Final answer:
The normal force exerted on the book is 9.8067 N, which is calculated using the mass of the book, the acceleration due to gravity, and the cosine of the slope angle (60°).
Step-by-step explanation:
To determine the normal force exerted on the book, we need to consider the forces at play when a book is held on an inclined plane with a slope of 60.0°. The weight of the book (mass times the acceleration due to gravity) acts vertically downward. This weight can be broken down into two components: one perpendicular to the slope (which contributes to the normal force) and one parallel to the slope. The parallel component is counteracted by the horizontal force that keeps the book in equilibrium, and hence does not affect the normal force. The component of the weight perpendicular to the slope is what contributes to the normal force. Thus, with a mass of 2.0 kg and using the value of the acceleration due to gravity (9.8067 m/s²), the normal force can be calculated as the product of the mass, the acceleration due to gravity, and the cosine of the slope angle, which is 60.0° in this case.

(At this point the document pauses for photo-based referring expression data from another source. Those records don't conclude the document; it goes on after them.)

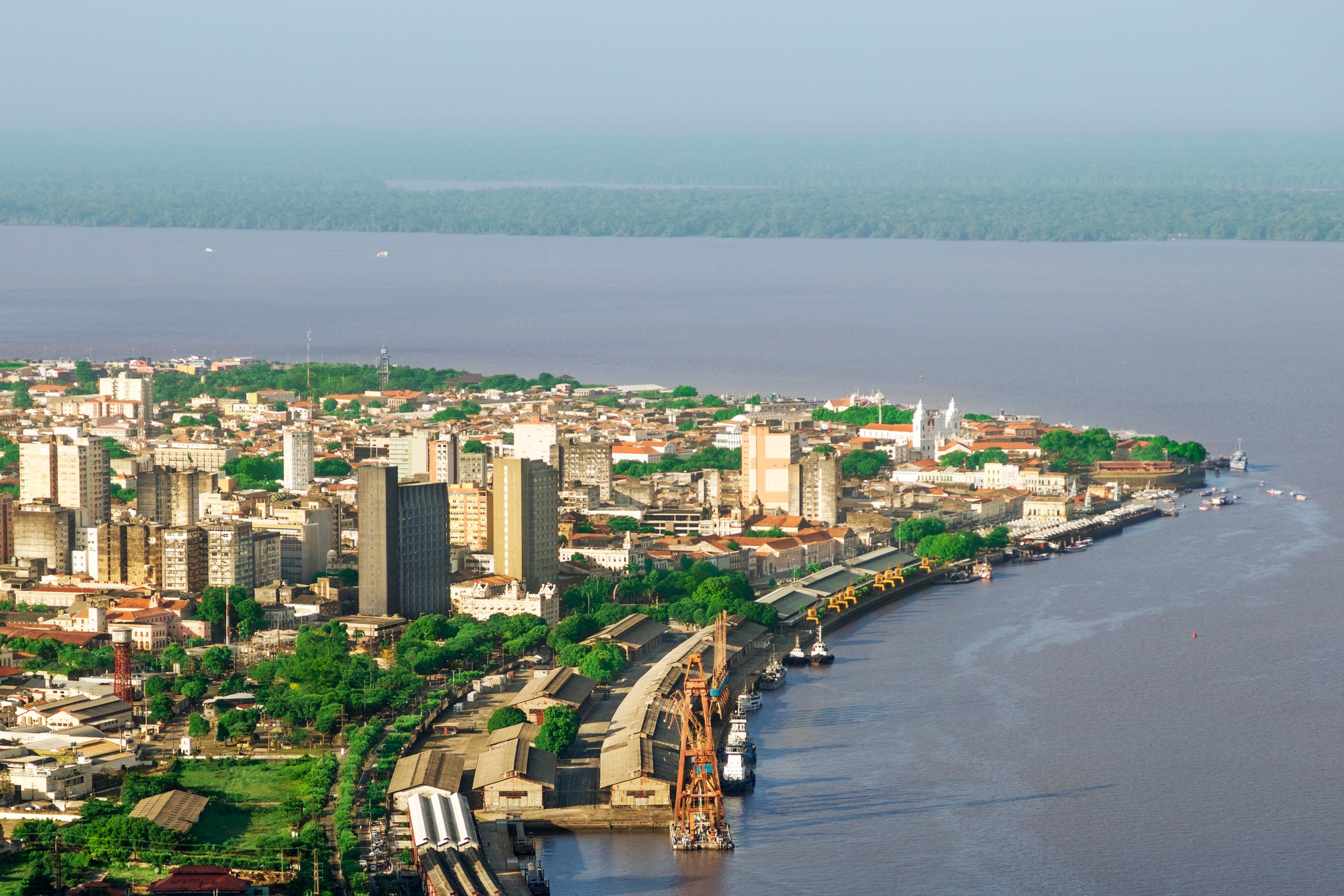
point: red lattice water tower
(121, 686)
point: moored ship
(820, 656)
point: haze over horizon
(699, 68)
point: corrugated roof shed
(436, 769)
(515, 759)
(172, 809)
(562, 684)
(522, 731)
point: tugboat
(773, 676)
(820, 656)
(796, 657)
(737, 777)
(739, 742)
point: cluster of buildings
(491, 512)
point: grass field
(264, 782)
(245, 800)
(13, 871)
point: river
(1053, 731)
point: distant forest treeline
(1215, 187)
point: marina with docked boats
(682, 743)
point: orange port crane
(698, 810)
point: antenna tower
(121, 687)
(385, 367)
(698, 813)
(719, 677)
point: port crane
(698, 809)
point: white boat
(739, 742)
(737, 777)
(773, 676)
(819, 656)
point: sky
(684, 66)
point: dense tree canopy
(1081, 448)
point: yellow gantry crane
(698, 809)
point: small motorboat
(819, 656)
(796, 657)
(773, 676)
(737, 777)
(739, 742)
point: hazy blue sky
(678, 66)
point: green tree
(506, 716)
(160, 708)
(953, 458)
(917, 530)
(997, 538)
(560, 729)
(217, 662)
(863, 464)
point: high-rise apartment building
(229, 554)
(534, 440)
(305, 538)
(471, 468)
(442, 458)
(169, 496)
(184, 566)
(823, 481)
(45, 530)
(470, 518)
(404, 559)
(526, 535)
(131, 553)
(70, 472)
(202, 456)
(407, 452)
(267, 556)
(128, 387)
(298, 460)
(771, 471)
(584, 463)
(7, 509)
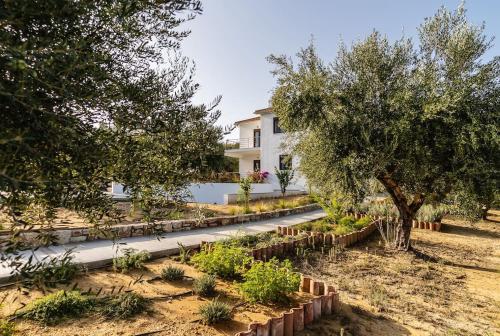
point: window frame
(276, 127)
(285, 165)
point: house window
(276, 126)
(285, 162)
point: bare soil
(450, 284)
(169, 316)
(66, 218)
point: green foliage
(130, 260)
(205, 285)
(335, 206)
(269, 281)
(244, 193)
(215, 311)
(172, 273)
(318, 226)
(49, 271)
(382, 209)
(222, 260)
(51, 308)
(285, 178)
(124, 305)
(397, 113)
(94, 92)
(430, 213)
(184, 253)
(7, 328)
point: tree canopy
(421, 120)
(93, 92)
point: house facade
(258, 148)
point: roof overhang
(264, 111)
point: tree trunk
(406, 211)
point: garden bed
(172, 306)
(178, 316)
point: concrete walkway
(99, 253)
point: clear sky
(232, 38)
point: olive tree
(93, 92)
(422, 121)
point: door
(256, 165)
(256, 137)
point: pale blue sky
(231, 39)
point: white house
(258, 148)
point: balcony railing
(242, 143)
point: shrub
(215, 311)
(51, 308)
(362, 222)
(50, 271)
(124, 305)
(172, 273)
(205, 285)
(6, 328)
(269, 281)
(130, 260)
(224, 261)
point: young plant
(51, 308)
(130, 260)
(205, 285)
(269, 281)
(224, 261)
(184, 253)
(285, 178)
(172, 273)
(124, 305)
(215, 311)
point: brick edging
(326, 301)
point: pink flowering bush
(258, 176)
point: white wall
(246, 132)
(213, 193)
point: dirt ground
(66, 218)
(450, 286)
(169, 316)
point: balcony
(242, 143)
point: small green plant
(244, 193)
(215, 311)
(261, 207)
(285, 178)
(205, 285)
(222, 260)
(7, 328)
(124, 305)
(131, 259)
(51, 308)
(184, 253)
(172, 273)
(377, 296)
(269, 281)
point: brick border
(326, 301)
(81, 234)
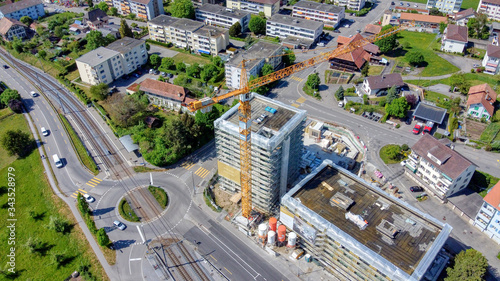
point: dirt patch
(474, 128)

As the book is in equilibrium, the normal force is equal to the weight component perpendicular to the slope. The force due to gravity is Fg = m × g, where m is mass and g is acceleration due to gravity. Therefore:
- Calculate the force due to gravity: Fg = 2.0 kg × 9.8067 m/s² = 19.6134 N
- Determine the perpendicular component: Fg × cos(60°) = 19.6134 N × 0.5 = 9.8067 N
- The normal force is thus 9.8067 N.